Recognising China’s limited influence and restricted role in North Korea may help to ease Beijing’s anxiety. It does not solve the policy problem of how much influence China needs to have and what kind of role it must carve out for itself. These questions raise the fundamental issue of China’s North Korea policy: what, exactly, is China’s national interest in Korea and how should it go about achieving it?
There is a widespread sense in China’s strategic community that the North Korean crisis has reached a fork in the road. An equally strong premonition is that China cannot afford to lose any more opportunities to shape the situation in its favour.
Chinese elites argue that China needs to regain the initiative, enhance its influence and play a larger role. Some officials and analysts find comfort in the thought that China will always have a role simply by virtue of its power, geography and history. China should grasp opportunities as the situation develops. This is a sensible but not satisfying approach. It places hope in the future and solves no immediate problems.
Others argue that China must be more proactive. They say that China should intervene in the multilateral diplomacy leading up to the Trump–Kim summit. Viewing the crisis as a matter between the United States and North Korea, with China as a bystander, would simply shut Beijing out of the process and diminish its influence.

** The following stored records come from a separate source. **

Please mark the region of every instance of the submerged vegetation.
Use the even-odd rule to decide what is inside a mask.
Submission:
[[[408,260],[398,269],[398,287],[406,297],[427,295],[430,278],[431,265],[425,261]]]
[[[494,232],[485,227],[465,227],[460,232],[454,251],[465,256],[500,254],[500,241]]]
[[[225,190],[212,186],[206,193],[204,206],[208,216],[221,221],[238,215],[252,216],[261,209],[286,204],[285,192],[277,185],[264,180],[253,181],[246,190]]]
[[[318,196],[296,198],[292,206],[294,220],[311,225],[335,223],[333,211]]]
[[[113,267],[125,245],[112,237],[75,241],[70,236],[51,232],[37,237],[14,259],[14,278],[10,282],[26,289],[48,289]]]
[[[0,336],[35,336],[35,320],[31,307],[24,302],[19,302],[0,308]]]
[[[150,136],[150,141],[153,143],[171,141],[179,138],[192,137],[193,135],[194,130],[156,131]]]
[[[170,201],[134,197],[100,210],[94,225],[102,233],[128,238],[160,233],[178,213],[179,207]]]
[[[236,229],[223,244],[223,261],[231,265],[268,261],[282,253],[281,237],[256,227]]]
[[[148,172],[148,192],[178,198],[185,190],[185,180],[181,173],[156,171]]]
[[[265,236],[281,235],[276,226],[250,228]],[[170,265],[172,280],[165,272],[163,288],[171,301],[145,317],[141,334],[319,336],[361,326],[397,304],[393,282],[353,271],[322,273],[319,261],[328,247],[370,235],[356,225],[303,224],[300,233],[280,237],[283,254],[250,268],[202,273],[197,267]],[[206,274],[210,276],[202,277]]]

Chinese strategists have called for Beijing to act with greater assertiveness in North Korea for at least a decade, with rather limited policy influence. With Xi now starting his second term as China’s most powerful leader since Mao, their voices may be heard and a new, robust strategy of enhancing Chinese influence and protecting Chinese interests in North Korea will be in the offing. Intriguingly, Kim paid a surprise visit to Beijing last week. This is perhaps the first sign that a new strategy, or at least a new approach, is coming — compelled above all by the presumptive Trump–Kim summit.
Feng Zhang is a Fellow in the Department of International Relations, The Australian National University and an adjunct professor at the National Institute for South China Sea Studies in China.